In the end, the meeting began at 2 A.M. and ended at 7, and the ministers who were so upset at having been excluded from the decision-making process didn’t change almost anything in the plan other than raising the number of people permitted to pray together to 19 and lowering the fine for not wearing a mask in public. Elkin was the only one who voted against some of the regulations because he objected in principle to expanding the workforce without a solution for parents with children at home. Bennett, who had previously agreed “100 percent” with Erdan about debating every clause, dropped out of the meeting early, leaving instructions that he was in favor of everything.

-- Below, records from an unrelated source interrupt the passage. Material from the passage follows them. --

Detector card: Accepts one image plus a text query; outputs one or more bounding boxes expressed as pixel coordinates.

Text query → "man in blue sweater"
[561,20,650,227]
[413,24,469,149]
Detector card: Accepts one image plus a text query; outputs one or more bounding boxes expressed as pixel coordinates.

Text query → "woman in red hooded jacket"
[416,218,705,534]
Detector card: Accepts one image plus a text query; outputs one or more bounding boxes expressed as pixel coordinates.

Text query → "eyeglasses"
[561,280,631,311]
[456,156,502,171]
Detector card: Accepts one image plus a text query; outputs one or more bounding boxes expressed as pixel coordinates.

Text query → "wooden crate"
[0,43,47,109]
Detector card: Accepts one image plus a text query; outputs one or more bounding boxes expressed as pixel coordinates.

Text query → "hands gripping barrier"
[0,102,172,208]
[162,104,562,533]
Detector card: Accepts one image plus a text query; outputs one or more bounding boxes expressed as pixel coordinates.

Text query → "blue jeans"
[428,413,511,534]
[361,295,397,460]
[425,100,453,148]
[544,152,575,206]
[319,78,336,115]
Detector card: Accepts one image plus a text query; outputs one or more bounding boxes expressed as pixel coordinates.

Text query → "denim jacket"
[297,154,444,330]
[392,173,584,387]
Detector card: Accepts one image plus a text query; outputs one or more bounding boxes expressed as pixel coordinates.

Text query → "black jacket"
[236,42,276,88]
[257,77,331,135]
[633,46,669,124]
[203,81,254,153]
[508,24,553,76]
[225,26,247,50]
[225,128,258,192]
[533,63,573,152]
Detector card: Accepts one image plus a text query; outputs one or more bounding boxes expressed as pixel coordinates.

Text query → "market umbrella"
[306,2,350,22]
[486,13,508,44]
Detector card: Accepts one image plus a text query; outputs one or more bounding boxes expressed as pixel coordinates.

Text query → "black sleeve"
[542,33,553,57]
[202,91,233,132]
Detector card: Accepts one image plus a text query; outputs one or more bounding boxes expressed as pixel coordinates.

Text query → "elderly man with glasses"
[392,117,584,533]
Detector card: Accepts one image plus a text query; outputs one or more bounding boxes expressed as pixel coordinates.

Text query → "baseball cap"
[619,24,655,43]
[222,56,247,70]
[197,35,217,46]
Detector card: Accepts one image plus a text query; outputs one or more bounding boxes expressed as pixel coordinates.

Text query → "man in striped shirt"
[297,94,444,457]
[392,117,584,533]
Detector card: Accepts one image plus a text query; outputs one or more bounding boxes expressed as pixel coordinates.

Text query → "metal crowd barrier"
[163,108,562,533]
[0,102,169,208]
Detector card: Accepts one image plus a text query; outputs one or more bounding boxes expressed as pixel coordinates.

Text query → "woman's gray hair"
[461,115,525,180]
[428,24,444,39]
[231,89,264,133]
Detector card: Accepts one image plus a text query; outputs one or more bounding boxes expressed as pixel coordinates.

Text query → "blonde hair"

The next day, none of the ministers dared attack Netanyahu over the way the decisions were made. Publicly they all aimed their fire at the Health Ministry, which they said had rushed “mistakenly” to publicize the instructions without cabinet approval, and stressed that an adviser to Health Minister Yaakov Litzman had apologized to them.

But in private conversations several ministers admitted that there is a problem with the way decisions are being made during this crisis and that they are politically unable to criticize this because Netanyahu is about to distribute portfolios in a new government and no one wants to cross him. Even the mild criticism expressed in the WhatsApp group was quickly hushed by Cabinet Secretary Tzahi Braverman, who warned that it could be leaked. “It’s true, under Netanyahu everyone’s a rubber stamp, but at least we have a seat at the virtual cabinet table to stamp from,” one minister quipped.